Vanilla extract is that ubiquitous flavoring you keep in your spice cabinet and pull out when you are baking or are making whipped cream. But a few drops of this creamy liquid can also flavor and sweeten your coffee without the complications of sugar and half and half. Per Camille Styles this magical flavoring can increase your mental performance and enhance your mood while alleviating stomach aches, joint pain, and stress. This source suggests adding vanilla bean to your grounds. By so doing, your brewed cup of coffee will not only smell of essence of vanilla, it will taste like it, too.

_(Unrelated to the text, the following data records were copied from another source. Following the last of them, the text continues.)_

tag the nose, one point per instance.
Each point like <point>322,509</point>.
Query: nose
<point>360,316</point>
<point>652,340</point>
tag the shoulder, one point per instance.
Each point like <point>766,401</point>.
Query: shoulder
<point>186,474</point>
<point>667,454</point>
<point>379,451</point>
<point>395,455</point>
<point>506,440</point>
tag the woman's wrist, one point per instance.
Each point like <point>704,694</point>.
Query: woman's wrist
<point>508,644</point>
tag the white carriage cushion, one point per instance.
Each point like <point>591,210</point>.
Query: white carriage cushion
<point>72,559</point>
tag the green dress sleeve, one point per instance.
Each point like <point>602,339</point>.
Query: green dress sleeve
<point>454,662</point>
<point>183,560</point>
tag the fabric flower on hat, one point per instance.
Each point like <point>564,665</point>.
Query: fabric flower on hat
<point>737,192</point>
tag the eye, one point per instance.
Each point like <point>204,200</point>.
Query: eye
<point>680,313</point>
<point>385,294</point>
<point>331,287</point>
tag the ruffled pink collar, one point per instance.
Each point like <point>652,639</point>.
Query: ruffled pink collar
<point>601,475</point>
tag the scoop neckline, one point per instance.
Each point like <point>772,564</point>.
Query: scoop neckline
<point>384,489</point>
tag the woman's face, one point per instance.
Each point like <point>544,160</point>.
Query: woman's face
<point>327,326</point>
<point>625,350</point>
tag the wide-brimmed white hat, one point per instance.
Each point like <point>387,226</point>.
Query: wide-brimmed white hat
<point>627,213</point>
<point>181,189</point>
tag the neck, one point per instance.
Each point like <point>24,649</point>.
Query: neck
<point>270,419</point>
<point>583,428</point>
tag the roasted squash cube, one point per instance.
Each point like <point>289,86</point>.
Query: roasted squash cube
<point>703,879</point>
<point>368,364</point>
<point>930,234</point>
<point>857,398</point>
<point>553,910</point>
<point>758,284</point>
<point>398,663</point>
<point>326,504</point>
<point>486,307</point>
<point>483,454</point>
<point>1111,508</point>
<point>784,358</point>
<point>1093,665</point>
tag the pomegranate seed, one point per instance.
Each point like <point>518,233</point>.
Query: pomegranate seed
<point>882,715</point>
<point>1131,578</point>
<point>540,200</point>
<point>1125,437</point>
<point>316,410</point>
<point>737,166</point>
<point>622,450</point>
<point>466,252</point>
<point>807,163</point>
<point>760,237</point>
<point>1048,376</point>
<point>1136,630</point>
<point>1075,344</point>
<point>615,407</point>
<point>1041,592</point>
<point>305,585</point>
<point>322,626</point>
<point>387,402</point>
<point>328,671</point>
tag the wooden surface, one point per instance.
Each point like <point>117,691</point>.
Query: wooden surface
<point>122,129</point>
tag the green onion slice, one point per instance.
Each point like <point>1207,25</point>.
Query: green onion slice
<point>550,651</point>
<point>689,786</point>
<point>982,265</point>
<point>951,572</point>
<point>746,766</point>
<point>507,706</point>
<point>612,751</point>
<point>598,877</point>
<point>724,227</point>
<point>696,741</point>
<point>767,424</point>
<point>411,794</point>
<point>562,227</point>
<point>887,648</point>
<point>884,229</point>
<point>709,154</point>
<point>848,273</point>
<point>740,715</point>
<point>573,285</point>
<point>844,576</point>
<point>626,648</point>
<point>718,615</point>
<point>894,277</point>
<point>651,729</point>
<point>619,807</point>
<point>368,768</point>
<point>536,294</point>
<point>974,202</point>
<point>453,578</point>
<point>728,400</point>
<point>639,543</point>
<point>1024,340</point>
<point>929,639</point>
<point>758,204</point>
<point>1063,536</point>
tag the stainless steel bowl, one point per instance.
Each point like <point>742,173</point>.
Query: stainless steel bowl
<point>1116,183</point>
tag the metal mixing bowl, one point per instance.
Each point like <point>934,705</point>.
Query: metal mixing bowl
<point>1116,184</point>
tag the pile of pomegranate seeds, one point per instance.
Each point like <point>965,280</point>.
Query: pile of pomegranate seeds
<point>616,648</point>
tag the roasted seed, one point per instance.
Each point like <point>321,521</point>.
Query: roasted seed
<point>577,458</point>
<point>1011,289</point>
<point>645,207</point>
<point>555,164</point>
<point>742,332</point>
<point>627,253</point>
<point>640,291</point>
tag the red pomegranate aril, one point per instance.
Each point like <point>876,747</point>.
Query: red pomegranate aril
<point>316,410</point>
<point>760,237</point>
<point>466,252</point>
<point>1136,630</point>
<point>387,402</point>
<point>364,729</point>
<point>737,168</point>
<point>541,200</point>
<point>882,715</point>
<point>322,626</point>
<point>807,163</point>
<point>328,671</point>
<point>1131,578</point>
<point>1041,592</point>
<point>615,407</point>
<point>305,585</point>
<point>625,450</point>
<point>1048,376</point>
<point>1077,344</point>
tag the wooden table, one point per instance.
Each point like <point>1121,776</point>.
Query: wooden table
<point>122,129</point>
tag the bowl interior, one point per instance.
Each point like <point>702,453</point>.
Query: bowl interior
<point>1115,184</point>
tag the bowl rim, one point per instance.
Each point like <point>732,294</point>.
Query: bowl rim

And the Silver Sneakers blog notes that if you are a vanilla latte aficionado, vanilla extract will give you a very similar taste to this drink sans the sugar. An average serving of vanilla syrup clocks in at 20 grams of sugar per 2 tablespoons. When you skip that and go for the extract, it is a huge daily sugar savings, especially when you consider the daily recommended intake of sugar is just 6 teaspoons — 25 grams or 100 calories — per day for women and 9 teaspoons — 36 grams or 150 calories — per day for men (per the American Heart Association). So, the next time you need a little sweetener for your coffee, try some vanilla extract.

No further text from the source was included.